Celeste Langan (Berkeley)
Celeste Langan, Associate Professor in the UC Berkeley Department of English, is the author of Romantic Vagrancy: Wordsworth and the Simulation of Freedom, a study of why and how Rousseau and Wordsworth represent political freedom as freedom of movement. More recently, she has helped to develop the subfield of Romantic Media Studies, with essays like “Understanding Media in 1805,” “The Medium of Romantic Poetry” (co-authored with Maureen McLane), and “Pathologies of Communication from Coleridge to Schreber.” Her current book manuscript, Post-Napoleonism: Literature and the Afterlife of Sovereignty, traces the migration of the political concept of sovereignty into the domain of the literature. Drawing on the Freudian concept of “afterwardsness” or the après coup, the book illuminates ways in which the newspaper report of an event is foundational to a new idea of literature as mediated utterance.
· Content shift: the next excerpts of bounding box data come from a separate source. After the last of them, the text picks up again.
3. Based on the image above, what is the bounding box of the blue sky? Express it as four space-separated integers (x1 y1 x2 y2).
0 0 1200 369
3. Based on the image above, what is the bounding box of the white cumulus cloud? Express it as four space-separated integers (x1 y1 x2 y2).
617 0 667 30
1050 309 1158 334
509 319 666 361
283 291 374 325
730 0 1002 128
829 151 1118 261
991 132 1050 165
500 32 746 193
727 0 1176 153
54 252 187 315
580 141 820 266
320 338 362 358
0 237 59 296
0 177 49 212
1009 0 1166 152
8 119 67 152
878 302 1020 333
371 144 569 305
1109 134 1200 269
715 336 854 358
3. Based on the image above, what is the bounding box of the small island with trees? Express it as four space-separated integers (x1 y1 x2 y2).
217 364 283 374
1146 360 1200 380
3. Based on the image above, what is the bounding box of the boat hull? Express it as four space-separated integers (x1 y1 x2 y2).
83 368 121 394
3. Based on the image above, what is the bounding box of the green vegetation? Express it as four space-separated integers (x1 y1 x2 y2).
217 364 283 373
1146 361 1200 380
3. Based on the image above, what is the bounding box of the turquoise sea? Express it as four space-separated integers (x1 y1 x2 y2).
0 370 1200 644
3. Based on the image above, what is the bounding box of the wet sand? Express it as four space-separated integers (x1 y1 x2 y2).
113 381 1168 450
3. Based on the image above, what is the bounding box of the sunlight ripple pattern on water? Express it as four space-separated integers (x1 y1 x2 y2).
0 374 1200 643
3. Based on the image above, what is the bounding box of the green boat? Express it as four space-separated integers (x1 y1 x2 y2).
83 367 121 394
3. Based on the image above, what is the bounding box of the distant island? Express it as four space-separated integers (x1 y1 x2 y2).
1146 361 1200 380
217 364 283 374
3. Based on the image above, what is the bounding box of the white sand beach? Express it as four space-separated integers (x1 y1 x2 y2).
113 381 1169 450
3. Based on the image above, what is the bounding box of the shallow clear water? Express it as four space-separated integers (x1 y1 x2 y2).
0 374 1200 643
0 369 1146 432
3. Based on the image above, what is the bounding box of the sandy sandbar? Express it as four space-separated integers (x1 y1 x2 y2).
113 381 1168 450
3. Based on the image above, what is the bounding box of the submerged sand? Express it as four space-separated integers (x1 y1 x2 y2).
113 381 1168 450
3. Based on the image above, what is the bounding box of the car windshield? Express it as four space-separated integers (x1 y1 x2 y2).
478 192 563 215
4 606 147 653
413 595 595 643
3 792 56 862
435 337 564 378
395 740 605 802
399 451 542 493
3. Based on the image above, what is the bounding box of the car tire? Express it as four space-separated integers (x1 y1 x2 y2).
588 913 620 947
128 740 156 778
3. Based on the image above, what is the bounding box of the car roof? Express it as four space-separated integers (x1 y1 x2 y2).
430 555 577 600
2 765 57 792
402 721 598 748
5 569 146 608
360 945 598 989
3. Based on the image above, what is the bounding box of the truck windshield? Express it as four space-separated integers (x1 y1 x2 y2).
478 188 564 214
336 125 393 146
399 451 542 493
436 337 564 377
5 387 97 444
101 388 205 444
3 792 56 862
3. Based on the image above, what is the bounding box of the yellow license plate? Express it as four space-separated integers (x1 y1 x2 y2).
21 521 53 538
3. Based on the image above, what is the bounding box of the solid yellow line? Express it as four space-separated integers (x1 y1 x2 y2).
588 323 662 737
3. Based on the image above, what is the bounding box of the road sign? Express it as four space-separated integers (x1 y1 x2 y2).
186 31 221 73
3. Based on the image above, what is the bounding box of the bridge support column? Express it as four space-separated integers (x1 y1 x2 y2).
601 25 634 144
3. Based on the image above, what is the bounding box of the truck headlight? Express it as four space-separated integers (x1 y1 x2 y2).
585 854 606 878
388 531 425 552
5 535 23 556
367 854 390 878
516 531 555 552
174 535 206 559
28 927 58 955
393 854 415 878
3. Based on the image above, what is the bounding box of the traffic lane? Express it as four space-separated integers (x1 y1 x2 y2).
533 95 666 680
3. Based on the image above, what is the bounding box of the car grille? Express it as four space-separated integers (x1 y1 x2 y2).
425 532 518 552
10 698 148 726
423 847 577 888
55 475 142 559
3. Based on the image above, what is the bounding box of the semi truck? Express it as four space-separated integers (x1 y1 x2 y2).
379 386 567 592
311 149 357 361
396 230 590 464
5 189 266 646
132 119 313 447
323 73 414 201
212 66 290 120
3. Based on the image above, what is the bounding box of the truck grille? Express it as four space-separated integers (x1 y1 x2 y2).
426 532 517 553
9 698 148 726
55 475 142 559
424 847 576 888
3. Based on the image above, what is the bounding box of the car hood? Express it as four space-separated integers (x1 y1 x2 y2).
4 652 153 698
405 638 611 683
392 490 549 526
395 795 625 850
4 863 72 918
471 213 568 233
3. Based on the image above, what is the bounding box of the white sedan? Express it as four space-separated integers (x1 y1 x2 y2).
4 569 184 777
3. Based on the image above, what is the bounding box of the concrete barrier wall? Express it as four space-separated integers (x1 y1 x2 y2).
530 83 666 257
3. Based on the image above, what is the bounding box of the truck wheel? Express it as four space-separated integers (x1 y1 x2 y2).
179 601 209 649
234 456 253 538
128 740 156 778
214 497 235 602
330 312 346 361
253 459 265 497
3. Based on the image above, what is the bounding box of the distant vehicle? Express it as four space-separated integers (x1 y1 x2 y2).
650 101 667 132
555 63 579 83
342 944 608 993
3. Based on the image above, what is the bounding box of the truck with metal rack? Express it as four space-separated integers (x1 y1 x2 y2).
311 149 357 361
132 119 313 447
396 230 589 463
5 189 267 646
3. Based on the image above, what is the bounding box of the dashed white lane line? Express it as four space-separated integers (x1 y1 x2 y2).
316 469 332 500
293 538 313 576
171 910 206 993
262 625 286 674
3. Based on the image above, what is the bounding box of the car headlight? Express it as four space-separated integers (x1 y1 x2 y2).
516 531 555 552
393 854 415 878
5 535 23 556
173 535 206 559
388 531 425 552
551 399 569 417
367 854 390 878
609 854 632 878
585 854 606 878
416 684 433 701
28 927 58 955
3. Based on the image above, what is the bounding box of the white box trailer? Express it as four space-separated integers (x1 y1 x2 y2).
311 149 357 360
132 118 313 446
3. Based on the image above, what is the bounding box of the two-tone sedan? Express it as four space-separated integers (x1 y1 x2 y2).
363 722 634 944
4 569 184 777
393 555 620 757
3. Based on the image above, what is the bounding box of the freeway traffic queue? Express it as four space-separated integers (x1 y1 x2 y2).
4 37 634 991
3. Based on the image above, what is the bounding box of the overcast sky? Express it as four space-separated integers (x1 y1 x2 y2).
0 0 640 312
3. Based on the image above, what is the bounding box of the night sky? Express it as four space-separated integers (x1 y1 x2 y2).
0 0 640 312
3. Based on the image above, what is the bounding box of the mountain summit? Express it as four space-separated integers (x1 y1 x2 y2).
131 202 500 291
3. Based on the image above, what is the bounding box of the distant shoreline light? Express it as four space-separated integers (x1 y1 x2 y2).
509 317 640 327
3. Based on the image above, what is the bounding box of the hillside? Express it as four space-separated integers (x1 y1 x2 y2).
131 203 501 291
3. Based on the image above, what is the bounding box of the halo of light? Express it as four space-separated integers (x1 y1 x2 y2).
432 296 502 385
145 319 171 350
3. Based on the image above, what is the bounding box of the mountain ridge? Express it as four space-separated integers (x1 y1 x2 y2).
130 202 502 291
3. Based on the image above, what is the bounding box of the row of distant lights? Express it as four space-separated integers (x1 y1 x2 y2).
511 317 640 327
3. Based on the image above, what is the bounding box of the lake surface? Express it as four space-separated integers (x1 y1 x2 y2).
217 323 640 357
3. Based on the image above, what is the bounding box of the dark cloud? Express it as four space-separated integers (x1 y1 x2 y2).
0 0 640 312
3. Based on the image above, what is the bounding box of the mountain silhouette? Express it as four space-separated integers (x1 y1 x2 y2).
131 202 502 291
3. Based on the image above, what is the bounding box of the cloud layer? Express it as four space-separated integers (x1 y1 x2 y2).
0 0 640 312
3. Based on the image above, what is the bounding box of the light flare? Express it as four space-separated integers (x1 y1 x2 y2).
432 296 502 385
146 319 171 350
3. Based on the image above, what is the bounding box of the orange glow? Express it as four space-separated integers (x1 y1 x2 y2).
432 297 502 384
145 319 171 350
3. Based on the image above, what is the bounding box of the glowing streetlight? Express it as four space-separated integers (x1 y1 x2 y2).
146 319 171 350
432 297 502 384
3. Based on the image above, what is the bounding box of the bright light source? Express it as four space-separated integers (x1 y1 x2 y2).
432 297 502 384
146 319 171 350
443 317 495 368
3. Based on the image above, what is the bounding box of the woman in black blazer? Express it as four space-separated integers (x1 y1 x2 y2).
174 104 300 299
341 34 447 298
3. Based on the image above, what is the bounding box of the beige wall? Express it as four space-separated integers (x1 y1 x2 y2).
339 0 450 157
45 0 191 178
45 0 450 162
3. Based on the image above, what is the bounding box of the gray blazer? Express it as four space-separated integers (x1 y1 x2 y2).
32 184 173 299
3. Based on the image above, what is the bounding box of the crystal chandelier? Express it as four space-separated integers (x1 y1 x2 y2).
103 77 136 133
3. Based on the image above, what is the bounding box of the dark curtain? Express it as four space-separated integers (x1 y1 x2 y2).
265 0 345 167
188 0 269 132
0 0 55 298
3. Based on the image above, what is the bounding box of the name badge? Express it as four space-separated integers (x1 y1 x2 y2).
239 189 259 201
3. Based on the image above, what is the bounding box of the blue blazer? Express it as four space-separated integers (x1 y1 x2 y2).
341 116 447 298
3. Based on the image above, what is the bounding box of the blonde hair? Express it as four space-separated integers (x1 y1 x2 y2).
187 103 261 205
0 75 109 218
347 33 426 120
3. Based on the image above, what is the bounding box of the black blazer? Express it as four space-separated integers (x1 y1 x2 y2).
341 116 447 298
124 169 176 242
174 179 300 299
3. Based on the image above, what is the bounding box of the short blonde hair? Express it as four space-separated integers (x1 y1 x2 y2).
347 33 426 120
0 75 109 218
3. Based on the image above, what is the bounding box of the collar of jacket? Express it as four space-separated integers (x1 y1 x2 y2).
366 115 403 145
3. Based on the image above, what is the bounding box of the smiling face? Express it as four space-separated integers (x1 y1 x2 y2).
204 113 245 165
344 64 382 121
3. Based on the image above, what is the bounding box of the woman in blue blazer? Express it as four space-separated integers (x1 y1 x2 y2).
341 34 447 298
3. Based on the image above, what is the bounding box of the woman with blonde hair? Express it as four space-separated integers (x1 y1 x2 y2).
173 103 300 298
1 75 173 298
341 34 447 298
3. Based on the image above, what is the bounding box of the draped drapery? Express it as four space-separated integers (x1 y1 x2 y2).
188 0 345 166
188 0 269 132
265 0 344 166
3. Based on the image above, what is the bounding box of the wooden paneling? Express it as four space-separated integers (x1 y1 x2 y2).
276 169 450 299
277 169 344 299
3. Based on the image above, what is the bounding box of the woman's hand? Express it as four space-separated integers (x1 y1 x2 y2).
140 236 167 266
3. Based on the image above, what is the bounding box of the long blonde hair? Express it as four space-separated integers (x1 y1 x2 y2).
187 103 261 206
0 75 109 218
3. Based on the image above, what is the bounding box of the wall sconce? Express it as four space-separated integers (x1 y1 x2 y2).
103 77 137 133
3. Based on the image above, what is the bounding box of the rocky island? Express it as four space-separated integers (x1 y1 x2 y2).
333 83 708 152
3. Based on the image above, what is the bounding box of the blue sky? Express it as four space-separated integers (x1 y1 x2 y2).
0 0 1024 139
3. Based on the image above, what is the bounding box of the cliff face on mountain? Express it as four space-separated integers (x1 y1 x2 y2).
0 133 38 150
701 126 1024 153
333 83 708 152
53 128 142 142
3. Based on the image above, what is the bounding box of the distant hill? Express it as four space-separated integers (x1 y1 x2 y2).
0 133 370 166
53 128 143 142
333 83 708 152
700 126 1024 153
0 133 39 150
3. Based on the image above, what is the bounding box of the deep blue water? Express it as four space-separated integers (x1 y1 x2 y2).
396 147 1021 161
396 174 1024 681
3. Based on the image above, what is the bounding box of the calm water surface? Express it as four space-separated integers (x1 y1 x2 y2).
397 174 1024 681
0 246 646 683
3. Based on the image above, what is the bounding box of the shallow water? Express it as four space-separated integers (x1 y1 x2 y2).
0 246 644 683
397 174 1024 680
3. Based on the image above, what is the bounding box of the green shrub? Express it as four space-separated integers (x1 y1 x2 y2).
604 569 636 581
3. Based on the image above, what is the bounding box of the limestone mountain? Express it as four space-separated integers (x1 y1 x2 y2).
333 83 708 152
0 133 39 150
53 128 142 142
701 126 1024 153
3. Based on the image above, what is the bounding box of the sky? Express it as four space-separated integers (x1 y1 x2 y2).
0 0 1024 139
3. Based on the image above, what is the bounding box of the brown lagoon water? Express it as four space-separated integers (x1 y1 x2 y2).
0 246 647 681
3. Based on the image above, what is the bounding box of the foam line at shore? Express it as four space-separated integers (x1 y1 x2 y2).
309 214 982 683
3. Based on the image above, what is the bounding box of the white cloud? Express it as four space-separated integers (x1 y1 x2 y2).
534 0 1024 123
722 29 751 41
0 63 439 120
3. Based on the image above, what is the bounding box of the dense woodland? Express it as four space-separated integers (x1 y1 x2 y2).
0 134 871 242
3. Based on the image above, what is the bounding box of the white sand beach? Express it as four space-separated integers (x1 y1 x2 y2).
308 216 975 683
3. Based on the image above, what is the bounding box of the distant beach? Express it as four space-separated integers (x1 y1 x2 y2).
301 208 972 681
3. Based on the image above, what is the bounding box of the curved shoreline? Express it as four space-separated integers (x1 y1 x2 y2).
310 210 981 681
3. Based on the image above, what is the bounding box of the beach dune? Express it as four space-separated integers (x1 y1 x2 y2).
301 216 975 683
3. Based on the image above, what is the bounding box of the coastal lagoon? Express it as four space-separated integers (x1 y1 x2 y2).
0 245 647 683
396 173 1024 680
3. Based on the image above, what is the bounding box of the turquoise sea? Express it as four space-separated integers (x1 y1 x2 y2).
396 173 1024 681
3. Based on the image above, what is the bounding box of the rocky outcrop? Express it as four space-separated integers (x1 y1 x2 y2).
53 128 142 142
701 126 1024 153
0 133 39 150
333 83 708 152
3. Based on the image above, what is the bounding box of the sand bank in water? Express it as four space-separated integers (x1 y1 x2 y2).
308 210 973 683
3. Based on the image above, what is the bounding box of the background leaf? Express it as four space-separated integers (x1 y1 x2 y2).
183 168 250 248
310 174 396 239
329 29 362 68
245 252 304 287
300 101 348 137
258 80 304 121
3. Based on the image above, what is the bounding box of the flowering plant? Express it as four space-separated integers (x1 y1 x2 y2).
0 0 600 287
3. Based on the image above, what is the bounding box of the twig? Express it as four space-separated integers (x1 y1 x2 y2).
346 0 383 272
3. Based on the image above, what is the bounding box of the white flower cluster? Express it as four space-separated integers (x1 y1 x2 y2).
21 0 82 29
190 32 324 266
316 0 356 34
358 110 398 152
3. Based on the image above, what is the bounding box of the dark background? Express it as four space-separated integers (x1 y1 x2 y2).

This plenary is made possible by the W.H. OLIVER HUMANITIES RESEARCH ACADEMY, Massey University.
Gillian Russell (Melbourne)
Gillian Russell holds an Honours degree in English and Irish Literature from the Queen’s University Belfast (1981) and a PhD from the University of Cambridge (1987). She held a position at the Universität Salzburg, Austria, before moving to the Australian National University, Canberra, where she taught from 1990 to 2014, latterly as Professor of English. In 2014 she was appointed to the Gerry Higgins Chair in Irish Studies at the University of Melbourne. She has published widely on Irish and British literature and culture of the eighteenth and nineteenth centuries, focussing on theatre, war, sociability, and gender. In 2010 she was elected Fellow of the Australian Academy of the Humanities and between 2010-2014 held an Australian Research Council Professorial Fellowship for a project on the history of printed ephemera, sociability and public culture in Britain, Ireland and Australia (1700-1850). Recent publications include Tracing War in British Enlightenment and Romantic Culture (2015), (co.ed. with Neil Ramsey). Her current research is a collaborative project with Clara Tuite on ‘Regency Romanticism: Ireland, Britain and Australia,1788-1840’, funded by the Australian Research Council, 2016-18.
This plenary is made possible by the Faculty of Humanities and Social Sciences, Victoria University of Wellington.
Alan Bewell (Toronto)
Ina Ferris (Ottawa)
Peter Otto (Melbourne)
Judith Pascoe (Iowa)
Nicholas Roe (St Andrews)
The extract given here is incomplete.